Storage for the Site Administrator
This page includes information general storage hardware requirements and the selection of storage software. Links are given to the installation documentation. Before planning storage for your site, please make sure you understand the overall storage infrastructure as described in Storage Infrastructure Software
For descriptions of the specific software discussed below, please see the Storage Infrastructure Software
Choosing the storage software
Each site may chose what storage software to deploy. If you can anticipate usage patterns you can more effectively plan your system. To see a summary of data movement patterns, see Storage for the End User
. Based on expected job runtime and data movement profiles, the following are rules of thumb for addressing this issue. Further information and installation instructions are provided in succeeding sections.
- Shared file system. If the jobs running on your site need less than a few terabytes of storage and have lightweight, local data transfer requirements, a NFS filesystem shared among worker nodes would be sufficient. In further documentation, this option is covered in the "Local Storage" section, since it must be configured along with additional required storage that resides on the worker node itself.

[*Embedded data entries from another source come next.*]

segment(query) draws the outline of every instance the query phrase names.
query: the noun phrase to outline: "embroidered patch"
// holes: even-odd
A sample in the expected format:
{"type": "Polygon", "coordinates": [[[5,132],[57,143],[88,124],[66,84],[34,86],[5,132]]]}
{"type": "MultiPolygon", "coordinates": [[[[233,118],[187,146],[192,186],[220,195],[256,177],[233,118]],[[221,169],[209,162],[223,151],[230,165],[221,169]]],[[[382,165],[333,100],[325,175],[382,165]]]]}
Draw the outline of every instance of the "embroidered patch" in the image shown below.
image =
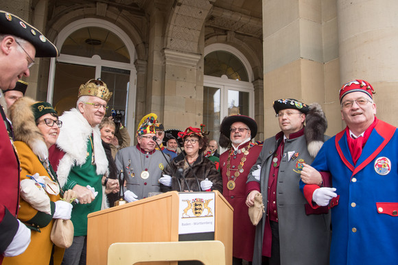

- gridftp server. If access to authorized off-site entities is required and storage size and data-handling capacities are moderate, a gridFTP server should be deployed. Since Storage Elements also include bundled gripFTP servers, consider the cost/benefit of installing a Storage Element in this case. A Storage Element may be somewhat more complex to set up, but offers benefits in throughput and expandability.
- Storage Element. If your site will provide storage for many terabytes of data, or will provide extensive storage access to off-site entities, you will need to install a Storage Element. There are choices among Storage Element implementations that present a range of complexity and capability; see the following sections.
Sites often employ some combination of the above, for example, allowing jobs with light storage requirements to use a shared file system, but making a Storage Element available for greater storage needs. In some cases the Storage Element and the shared file system may use the same underlying distributed file system, providing local access from the worker nodes and external access through the gsiftp protocol, or the SRM specification.
Other Required Software
In addition to the above, on the Open Science Grid other software for grid-wide monitoring and accounting of storage must be installed.
- Gratia. For OSG Grid Accounting, probes are installed to gather information on storage transactions and report the the central gratia server. For details, see OSG Accounting
- GIP. For OSG Discovery services, an information provider is installed to send storage configuration such as endpoints and authorization policies to the central discovery server. For more information, see OSG Information Services
- RSV. For OSG Monitoring, probes are run to test the functionality of a site, reporting to the central Grid Operations Center RSV collector/server. The OSG documentation for RSV may be found at RSV Monitoring Information.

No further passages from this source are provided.